強奪者
俺達は警備員が来る前に大図書館から逃げ出すことが出来た。
そして、俺達は井戸の中に飛び込み、地下水道に入る。
「シャムさん!俺達やりましたね!」
高速で走りながら俺は喜びを抑えきれず、シャムさんに話しかける。
「ええ、そうね。こんなに上手くいくとは思わなかったわ!」
自分を称えているようで嫌だが、やはり暗号解読を楽にすり抜けられたのが大きいだろう。
お陰で警備員と遭遇せずに逃げることが出来た。
顔を見られてはいないから、休み明けからも堂々と登校することが可能だ。
俺達は往路で使った入り口から出て、一息つく。
「ここまで逃げてくれば大丈夫よ。もう見つからないわ」
「まぁ警備には見つからねぇよな」
俺は声がした方に目をやる。
口調からして乱暴そうな人間だろうという予想通りだった。いや、そういう雰囲気を感じ取った。

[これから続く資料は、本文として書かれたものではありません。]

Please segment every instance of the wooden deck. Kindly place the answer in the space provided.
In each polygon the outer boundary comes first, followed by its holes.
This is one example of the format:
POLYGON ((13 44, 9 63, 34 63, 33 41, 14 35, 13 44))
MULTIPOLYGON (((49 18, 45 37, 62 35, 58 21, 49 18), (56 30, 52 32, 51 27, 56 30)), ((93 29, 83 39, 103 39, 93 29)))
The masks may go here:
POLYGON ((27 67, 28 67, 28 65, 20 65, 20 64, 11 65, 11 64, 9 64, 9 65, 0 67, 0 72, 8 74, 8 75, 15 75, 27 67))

自分の腹筋を見せつけるような布地が少ない上着、服の上からでも分かるゴツゴツとした筋肉、見る人全てに野生的と思わせる雰囲気、明らかにヤバい奴だ。
「……先輩に向かって随分な口の聞き方ね」
シャムさんは声の主が俺だと勘違いしたようだ。
正直凹むぜ。
「シャムさん、俺じゃないですよ……!」
シャムさんも声の方に目をやり、こいつのヤバさに気づいたようだ。
「魔法書の運搬ご苦労。その本をこちらに渡せ」
こいつ何者だ?
この本を欲しがる奴なんて悪人に決まっている。
だから渡す気など毛頭ないのだが。
「嫌です。折角俺達が盗んできたんだから」
「……ならば、力づくでも貰っていくぞ」
やはり脳筋野郎だったか……。
「ごたごたうるさいわね!話はゆっくり向こうで聞こうじゃないのッ!」
大したごたごたしていないのにキレ気味なシャムさん。
この人も結構脳筋だ。
しかし問題はそこではない。
シャムさんは手のひら大の丸い玉を懐から取り出して地面に叩きつける。
瞬間、丸い玉から魔法陣が広がると同時に眩い閃光が俺達を襲う。
俺が目を開けた時、そこはもうスカーリアの街並みはなかった。
そしてここは今までいた世界ではないと気づかせる。
空の色は混沌としていて、今がどれくらいの時間かも分からない。
地面はただ白いだけの床と言った感じだ。
丁度、以前修業した異空間の床と同じだ。
「驚いた?ここは魔王様が作った異空間よ。魔王様ももうすぐ来ると思うからそれまで私達で持ち堪えるわよ!」
まさかこんな物を隠し持っていたとは思わなかった。
エリノアさんは敵対勢力が来ると予想していたんだな。
「魔王か……一度戦ってみてぇと思ってたんだよなぁ……お前らを倒した後にじっくり戦うとするか」
この自信満々で自分が負けるとはこれっぽっちも思っていない態度、以前にも見た覚えがある。
何の因果か……いや、因果関係ははっきりしている。
この男はあの時のリベンジをしに来たのだ。
「随分な言い草だな。もう俺達に勝つつもりか?」
「当たり前だろう。お前らそこまで強くないからな」
「そこの雑魚をどう言おうが構わないけど、アタシまで下に見るとはアンタ中々いい度胸してるわね」
前半はともかく、シャムさんはガチでやる気だ。
しかし、シャムさん、貴方アサシンなんだから普通の戦いは苦手なのでは?
「ならば、お前らがどれほどの強さか確かめてやろう」
気に障るんだよなぁ、この上から目線。
今まさに戦いの火蓋が切って落とされようとした時、俺達と男の間に誰かが移動してくる。
彼女は俺と同じくらいの身長で、顔立ちは体が凍る程、冷たく、美しい。
スッと伸びた背筋によって元々大きい胸が更に目立ち、存在感だけで俺達を威圧し、動きを止めてくる。
豪奢なマントを着け、肩には大剣を乗せている。
大剣もまた大きな存在感を放っていて、ただの大剣ではないと一瞬で理解できる。
「……ま、魔王様……!」
「待たせたのう、お主ら」
そう、現れたのは魔王エリノアその人だった。